Compared with other algorithms suggested earlier (Ogata et al. 2000), our algorithm is simpler to implement and appears to have at least comparable sensitivity and specificity. The running time of our algorithm is more or less linear with the total size of the pathway graph. This, of course, assumes that the genomes have been preprocessed previously and each position of a gene has been indexed. We took a heuristic approach to reduce the computational complexity by making several biologically meaningful assumptions. The matching scheme can be revised and generalized to capture different biological contexts and different definitions of functionally related gene clusters that can include protein–protein interactions or other events.

METHODS

Data

All sequence data is taken from the GENES database in KEGG. (http://www.genome.ad.jp/kegg/kegg2.html). In addition to the original annotations given by each sequencing group, KEGG keeps a well-maintained enzyme catalog for each organism. The organisms analyzed include bacteria, archaea, and budding yeast (see Table 1 for a full list of organisms analyzed). Metabolic pathways data are taken from the PATHWAY (http://www.genome.ad.jp/kegg/metabolism.html) and the BRITE databases (http://www.genome.ad.jp/brite/) in KEGG. The pathway data includes about 90 reference metabolic pathways now in KEGG.

Graph Construction

Pathway data retrieved from KEGG are in a binary relation format representing pairwise interactions in pathway reactions (Goto et al. 1997). Using this binary relational data, we constructed a graph representation for each pathway. All metabolic pathways are represented as labeled undirected graphs, G (V,E), in which V is a set of vertices in a pathway graph and E is a set of edges connecting two vertices. There are two types of vertices in the graphs, as used in KEGG pathway diagrams, a compound type, which corresponds to either reactants or products in a particular pathway reaction, and an enzyme type, which is needed to catalyze this reaction. They differ in their labels, in which the compound vertex uses a compound's ID from the KEGG database as labels, and the enzyme vertex uses an EC number as a label. In the pathway graph, there is at least one enzyme vertex between two different compound vertices, representing a biochemical conversion catalyzed by this enzyme. In cases in which a reaction can be catalyzed by multiple enzymes, each enzyme vertex is present between compound vertices. The edges of the graph are weighted (all weights are equal to one for simplicity). The edge distance between two compound vertices, or metabolic distance (Ettema et al. 2001), is a measure of how many reaction steps are needed to accomplish this chemical conversion in a metabolic process. Graphs are built and analyzed using variants of algorithms in the LEDA package (Library of Efficient Data types and Algorithm, http://www.mpi-sub.mpg.de/LEDA/leda.html).

Algorithm

The specific computational problem we addressed is to identify a subgraph in which vertices in this subgraph appear in close proximity on the genome. Naturally, an important special case of this problem is identification of a genomic cluster that appears in the same pathway. A solution to this problem requires an efficient way of traversing the pathway graph and at the same time keeping track of the metabolic distance between vertices. Several graph traversal algorithms such as breadth-first search and depth-first search could be used. In this effort, we use a variant of breadth-first search.
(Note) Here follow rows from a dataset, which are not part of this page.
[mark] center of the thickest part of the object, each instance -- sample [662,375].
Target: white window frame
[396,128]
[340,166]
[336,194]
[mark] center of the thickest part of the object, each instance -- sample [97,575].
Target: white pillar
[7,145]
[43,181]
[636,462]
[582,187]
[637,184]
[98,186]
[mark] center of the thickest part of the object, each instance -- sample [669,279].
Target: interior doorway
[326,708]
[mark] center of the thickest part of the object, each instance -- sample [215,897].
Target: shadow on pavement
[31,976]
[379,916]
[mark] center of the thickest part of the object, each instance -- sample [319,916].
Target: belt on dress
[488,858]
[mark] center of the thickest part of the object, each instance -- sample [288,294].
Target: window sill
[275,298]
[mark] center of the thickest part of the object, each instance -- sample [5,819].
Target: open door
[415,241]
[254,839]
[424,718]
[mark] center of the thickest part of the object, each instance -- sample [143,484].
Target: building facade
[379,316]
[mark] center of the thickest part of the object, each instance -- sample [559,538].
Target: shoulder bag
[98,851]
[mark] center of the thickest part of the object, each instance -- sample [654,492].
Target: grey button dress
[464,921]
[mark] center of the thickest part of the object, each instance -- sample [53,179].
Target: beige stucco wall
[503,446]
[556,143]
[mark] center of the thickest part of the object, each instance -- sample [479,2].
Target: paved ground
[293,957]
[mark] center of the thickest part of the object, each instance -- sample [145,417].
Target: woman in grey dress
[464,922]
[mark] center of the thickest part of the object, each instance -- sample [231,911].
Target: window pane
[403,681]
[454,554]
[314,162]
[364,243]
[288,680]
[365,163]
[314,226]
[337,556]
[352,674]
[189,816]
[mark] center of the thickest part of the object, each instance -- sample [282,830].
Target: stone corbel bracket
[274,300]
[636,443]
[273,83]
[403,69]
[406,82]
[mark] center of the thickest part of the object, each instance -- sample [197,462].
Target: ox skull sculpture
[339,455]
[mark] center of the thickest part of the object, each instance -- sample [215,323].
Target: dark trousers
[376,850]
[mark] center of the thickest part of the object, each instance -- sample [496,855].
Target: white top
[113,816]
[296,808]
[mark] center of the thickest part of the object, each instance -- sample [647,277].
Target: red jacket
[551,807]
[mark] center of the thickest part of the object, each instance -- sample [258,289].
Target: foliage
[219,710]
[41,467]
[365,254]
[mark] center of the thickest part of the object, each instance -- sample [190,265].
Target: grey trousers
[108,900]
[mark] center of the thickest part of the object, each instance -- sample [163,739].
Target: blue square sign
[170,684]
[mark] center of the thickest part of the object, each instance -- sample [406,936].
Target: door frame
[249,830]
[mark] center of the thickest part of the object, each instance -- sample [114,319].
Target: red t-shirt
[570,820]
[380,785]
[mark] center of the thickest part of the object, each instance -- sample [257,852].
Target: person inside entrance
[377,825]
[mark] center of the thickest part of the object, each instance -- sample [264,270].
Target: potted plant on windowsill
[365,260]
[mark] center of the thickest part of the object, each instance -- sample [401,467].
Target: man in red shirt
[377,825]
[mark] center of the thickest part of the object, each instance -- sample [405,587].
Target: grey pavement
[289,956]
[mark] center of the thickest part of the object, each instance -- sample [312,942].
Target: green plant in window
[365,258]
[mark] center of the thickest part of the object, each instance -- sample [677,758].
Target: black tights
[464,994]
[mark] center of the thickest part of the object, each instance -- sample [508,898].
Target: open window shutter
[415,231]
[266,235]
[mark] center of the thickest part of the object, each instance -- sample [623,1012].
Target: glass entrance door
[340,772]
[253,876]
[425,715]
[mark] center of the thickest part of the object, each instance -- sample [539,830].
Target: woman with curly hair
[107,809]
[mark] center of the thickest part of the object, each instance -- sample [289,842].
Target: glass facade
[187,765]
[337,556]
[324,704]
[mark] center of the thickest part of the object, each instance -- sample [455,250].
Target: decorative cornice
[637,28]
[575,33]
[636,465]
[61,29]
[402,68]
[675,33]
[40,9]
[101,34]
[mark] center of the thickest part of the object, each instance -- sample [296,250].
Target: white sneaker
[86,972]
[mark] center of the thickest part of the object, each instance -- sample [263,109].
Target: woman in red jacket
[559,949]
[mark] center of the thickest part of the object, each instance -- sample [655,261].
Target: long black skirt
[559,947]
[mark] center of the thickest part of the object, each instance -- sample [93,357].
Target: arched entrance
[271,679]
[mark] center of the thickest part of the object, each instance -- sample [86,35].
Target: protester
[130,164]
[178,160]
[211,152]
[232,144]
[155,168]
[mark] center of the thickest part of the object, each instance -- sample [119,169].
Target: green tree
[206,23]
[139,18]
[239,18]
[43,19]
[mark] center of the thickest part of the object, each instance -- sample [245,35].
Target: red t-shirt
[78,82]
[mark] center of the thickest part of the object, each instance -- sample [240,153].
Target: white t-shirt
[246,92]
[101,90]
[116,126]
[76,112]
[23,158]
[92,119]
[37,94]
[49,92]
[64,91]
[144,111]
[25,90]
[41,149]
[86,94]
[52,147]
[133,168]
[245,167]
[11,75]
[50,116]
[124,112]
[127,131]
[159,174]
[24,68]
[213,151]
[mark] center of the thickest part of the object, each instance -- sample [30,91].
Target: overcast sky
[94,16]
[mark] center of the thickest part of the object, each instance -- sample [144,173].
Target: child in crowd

We start the traversal from a chosen vertex (root) and visit vertices in stages; vertices connected to the root are reached first and placed in the second layer. We iteratively visit all vertices that are reachable in one step from vertices in layer I and have not been visited before, place them in layer I + 1 and proceed to the next layer. The most distant vertices from the root are reached last. By setting a depth parameter, we can control how far in the pathway graph a traversal can reach. As a special case, we can traverse the entire pathway by setting the depth larger than the diameter of the graph. The traversal will return a tree of vertices, in which the root is the start vertex and all other vertices are ordered in layers by their distances from the root. After we have the traversal tree, we then look into the genome, examining whether the vertex set in the tree falls into a neighborhood on the genome, as illustrated in Figure 6. A breadth-first search is started from each enzyme vertex in the pathway graph. As a result, the total number of searches is linearly proportional to the size of the pathway graph.

Figure 6.

Figure 6

A graphical interpretation of breadth-first search (BFS) graph traversal. The black vertex is the start vertex for BFS traversal in a metabolic pathway. In this example, the depth parameter is set to 2; the first layer is filled with dark gray and the second layer is filled with light gray. After a tree is returned from traversal, we locate the gene in the genome with the same EC number as the start vertex and extend a window on each side of it. We then compare genes in this window and in the traversal tree by EC numbers. If there is more than one match, this gene cluster window is marked for further pruning.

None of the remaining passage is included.